The News copped another Pulitzer in 1999 for editorials that rescued Harlem’s legendary Apollo Theater from a likely visit from the wrecking ball.

The fourth Pulitzer came in 2007 for editorials documenting epidemic illnesses among 9/11 rescue and recovery workers. And the latest was just this year, a collaboration with ProPublica exposing widespread abuse of New York’s nuisance abatement laws.

Zuckerman took over The News at one of the paper’s lowest points since its 1919 debut.

British publishing magnate Robert Maxwell purchased the financially troubled News in March 1991 — only to die eight months later after going overboard near the Canary Islands from the deck of his yacht.

Maxwell was quickly revealed as a scammer who looted more than $1 billion from the pension funds of his companies. The News was placed under bankruptcy protection as his “empire went bust.”

Zuckerman stepped up, purchasing the paper and sparing The News from an ink-stained grave. The move came at a cost: There was an immediate layoff of some 170 employees.

“The new Daily News will build on the best traits of the old,” he promised after taking over. “It will be tough, sassy, full of outrage at injustice and street- smart.”

Zuckerman was hardly a regular presence in the newsroom, although he was known to express his feelings in pointed phone calls to a rotating cast of editors-in-chief.

But Zuckerman always loved politics, and appeared for Editorial Board meetings with Gov.
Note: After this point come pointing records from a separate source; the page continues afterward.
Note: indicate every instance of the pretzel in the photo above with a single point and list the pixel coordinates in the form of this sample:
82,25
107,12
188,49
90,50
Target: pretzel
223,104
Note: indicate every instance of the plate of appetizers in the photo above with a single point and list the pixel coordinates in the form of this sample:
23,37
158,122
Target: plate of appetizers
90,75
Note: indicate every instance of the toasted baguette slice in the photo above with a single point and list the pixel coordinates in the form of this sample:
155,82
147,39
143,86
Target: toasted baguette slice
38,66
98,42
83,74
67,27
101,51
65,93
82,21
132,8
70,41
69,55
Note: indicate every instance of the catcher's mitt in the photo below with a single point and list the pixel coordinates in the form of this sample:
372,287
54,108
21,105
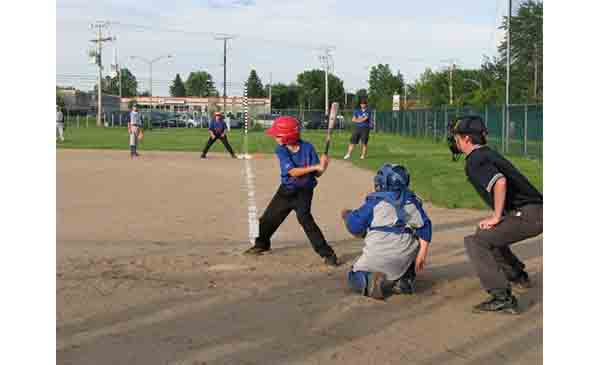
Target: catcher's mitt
344,214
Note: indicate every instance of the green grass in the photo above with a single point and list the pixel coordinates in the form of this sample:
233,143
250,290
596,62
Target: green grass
434,176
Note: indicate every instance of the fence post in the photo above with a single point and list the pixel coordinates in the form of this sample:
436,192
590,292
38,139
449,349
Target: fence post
435,126
445,114
486,116
503,129
525,133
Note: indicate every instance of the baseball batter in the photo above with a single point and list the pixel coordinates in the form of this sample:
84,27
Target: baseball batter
217,130
397,233
300,167
517,215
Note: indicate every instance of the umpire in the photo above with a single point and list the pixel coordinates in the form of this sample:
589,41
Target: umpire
517,215
362,126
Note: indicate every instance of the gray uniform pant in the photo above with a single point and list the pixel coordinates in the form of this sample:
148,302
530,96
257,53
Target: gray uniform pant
489,249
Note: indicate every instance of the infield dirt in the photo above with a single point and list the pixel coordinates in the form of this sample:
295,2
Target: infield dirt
149,271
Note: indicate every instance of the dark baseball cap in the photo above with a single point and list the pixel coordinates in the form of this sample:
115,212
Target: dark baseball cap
468,125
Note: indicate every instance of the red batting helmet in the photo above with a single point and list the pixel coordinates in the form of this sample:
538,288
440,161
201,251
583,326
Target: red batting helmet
287,128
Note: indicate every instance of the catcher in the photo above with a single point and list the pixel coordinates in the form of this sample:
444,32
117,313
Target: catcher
397,233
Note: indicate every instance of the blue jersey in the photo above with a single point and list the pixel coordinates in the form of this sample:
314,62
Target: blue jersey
134,118
217,126
306,156
359,113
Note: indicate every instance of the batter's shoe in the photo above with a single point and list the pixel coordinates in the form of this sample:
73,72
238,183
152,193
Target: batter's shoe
256,251
375,285
501,302
331,260
522,282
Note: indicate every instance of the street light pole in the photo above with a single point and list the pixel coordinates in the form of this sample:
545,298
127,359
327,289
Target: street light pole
149,63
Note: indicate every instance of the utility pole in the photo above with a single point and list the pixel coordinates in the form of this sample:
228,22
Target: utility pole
224,38
99,25
327,60
507,122
270,93
150,63
451,71
535,60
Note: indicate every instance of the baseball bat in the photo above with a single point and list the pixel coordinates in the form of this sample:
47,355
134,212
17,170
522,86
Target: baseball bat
331,125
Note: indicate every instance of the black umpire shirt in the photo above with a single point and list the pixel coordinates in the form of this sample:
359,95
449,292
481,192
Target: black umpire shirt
485,166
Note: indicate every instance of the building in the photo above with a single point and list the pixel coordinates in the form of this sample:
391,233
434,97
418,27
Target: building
191,104
81,102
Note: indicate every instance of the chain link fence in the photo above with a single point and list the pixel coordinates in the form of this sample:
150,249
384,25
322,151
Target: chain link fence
522,136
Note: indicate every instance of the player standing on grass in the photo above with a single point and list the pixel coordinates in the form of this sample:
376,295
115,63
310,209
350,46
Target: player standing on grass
300,166
362,127
217,130
60,124
134,127
517,215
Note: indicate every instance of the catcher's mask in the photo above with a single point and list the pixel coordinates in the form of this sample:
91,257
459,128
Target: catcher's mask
391,178
470,125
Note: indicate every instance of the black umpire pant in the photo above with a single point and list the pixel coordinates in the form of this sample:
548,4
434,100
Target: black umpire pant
223,139
489,249
280,207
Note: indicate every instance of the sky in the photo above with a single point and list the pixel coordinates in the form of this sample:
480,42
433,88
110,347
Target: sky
278,38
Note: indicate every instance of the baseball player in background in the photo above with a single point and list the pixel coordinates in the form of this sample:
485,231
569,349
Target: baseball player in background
397,233
134,128
517,215
217,130
300,166
362,127
60,125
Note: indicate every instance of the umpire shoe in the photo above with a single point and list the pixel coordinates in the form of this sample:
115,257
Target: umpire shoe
375,285
522,282
501,301
404,286
331,260
256,251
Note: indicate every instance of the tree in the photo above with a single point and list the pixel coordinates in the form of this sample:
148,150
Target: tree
526,52
200,83
284,96
311,87
254,85
177,88
383,84
360,94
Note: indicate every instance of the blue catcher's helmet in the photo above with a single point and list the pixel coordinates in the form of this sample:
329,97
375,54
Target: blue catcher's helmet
391,177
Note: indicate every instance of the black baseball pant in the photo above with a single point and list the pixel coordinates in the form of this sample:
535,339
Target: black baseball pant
280,207
489,249
223,139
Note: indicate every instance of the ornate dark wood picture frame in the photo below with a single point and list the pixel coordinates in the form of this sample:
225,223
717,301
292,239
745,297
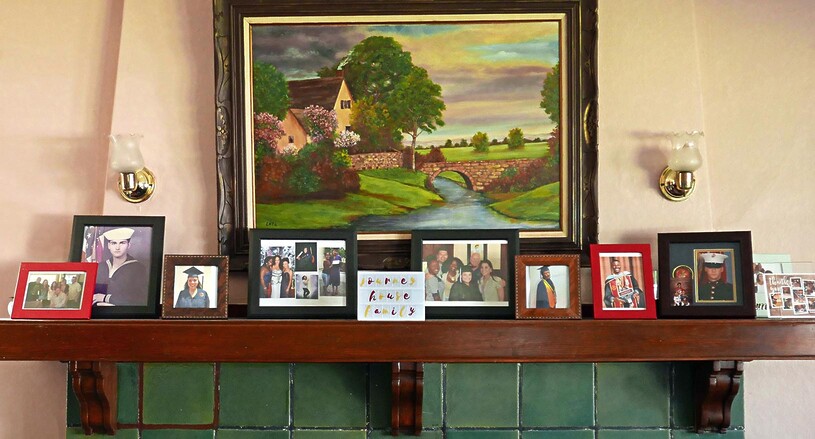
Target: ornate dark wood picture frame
547,286
576,193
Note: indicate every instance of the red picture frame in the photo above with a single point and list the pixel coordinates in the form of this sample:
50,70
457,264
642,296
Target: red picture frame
33,300
622,281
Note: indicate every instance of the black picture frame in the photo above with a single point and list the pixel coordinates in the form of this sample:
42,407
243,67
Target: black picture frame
290,308
453,240
578,222
685,290
87,229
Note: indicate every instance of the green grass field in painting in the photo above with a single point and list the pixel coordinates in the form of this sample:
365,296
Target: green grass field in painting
539,204
398,174
382,192
496,152
455,177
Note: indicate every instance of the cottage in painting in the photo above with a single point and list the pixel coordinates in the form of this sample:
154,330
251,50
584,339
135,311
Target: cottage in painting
329,93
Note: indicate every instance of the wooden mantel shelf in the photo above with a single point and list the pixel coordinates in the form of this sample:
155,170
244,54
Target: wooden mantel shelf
238,340
718,348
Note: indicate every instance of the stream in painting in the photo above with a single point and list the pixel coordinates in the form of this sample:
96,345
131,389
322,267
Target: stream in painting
463,209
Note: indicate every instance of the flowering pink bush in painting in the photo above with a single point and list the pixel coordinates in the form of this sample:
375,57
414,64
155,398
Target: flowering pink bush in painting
321,123
347,139
268,128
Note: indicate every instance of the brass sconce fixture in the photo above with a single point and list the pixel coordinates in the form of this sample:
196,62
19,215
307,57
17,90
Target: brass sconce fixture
136,183
677,181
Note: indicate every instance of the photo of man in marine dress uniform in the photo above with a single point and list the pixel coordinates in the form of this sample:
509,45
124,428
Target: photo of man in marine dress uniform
713,284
Cuomo in April and Hillary Clinton in 2016.

His opinions were often laid out on The News’ Op-Ed pages, where Zuckerman tackled global issues from Israel to the Obama administration’s war on ISIS to the national integrity problem — long before President Trump.

His most recent column blasted since-fired FBI Director James Comey for interfering in last year’s presidential race.
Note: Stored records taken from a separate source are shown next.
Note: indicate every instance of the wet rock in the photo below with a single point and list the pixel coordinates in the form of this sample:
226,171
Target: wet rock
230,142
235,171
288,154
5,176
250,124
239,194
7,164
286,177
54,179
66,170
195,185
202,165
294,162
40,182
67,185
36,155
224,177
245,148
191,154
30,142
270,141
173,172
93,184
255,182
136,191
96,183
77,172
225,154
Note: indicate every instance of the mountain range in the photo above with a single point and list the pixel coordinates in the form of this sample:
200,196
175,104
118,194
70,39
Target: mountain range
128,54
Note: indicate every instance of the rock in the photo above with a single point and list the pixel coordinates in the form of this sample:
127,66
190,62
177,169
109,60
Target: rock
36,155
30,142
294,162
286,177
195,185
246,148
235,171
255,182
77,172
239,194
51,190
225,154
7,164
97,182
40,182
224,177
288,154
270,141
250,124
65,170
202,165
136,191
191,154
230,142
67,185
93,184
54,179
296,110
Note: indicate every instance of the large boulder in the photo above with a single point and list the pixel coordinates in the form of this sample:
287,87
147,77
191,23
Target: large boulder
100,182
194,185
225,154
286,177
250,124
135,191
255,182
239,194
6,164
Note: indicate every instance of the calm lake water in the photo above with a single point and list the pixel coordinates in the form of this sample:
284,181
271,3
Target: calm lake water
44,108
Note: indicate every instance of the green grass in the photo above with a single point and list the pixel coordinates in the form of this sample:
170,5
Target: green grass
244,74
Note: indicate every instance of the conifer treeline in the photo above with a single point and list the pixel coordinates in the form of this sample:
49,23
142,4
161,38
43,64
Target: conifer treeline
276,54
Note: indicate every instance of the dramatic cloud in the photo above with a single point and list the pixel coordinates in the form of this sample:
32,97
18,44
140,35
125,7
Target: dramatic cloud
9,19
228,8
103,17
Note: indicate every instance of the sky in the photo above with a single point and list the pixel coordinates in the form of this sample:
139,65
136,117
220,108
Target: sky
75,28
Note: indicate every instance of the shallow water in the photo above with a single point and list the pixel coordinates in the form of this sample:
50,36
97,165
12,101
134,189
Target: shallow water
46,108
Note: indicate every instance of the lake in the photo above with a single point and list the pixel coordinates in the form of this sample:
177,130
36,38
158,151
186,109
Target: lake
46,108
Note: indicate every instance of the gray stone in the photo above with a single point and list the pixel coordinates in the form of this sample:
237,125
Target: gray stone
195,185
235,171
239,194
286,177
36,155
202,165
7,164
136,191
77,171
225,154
During his tenure, The News also abandoned its iconic “Daily Planet” digs on E. 42nd St. — where the lobby was used as the home for Clark Kent’s fictional Daily Planet.

After 65 years on the East Side, the paper moved to W. 33rd St. in 1995 and eventually to lower Manhattan in 2011.

In November 2012, after the paper was driven from its 4 New York Plaza home by Hurricane Sandy flooding, Zuckerman visited the Jersey City plant, where the staff was relocated on folding chairs and plastic tables.

He roused the waterlogged troops with a speech of support in the plant cafeteria, and the paper never missed a day of publishing despite temporary digs in three different locations.

He also offered a joking apology for the paper’s endorsement of Republican Mitt Romney.

By 2015, Zuckerman was considering a sale of the paper. He was approached by a potential buyer that year, putting the wheels in motion on a possible deal for the paper.

After testing the waters, Zuckerman opted in August of that year to take The News off the market.

“As Mort told me many times, owning the Daily News has been one of the great joys of his life,” Editor-in-Chief Arthur Browne said in the newsroom Tuesday.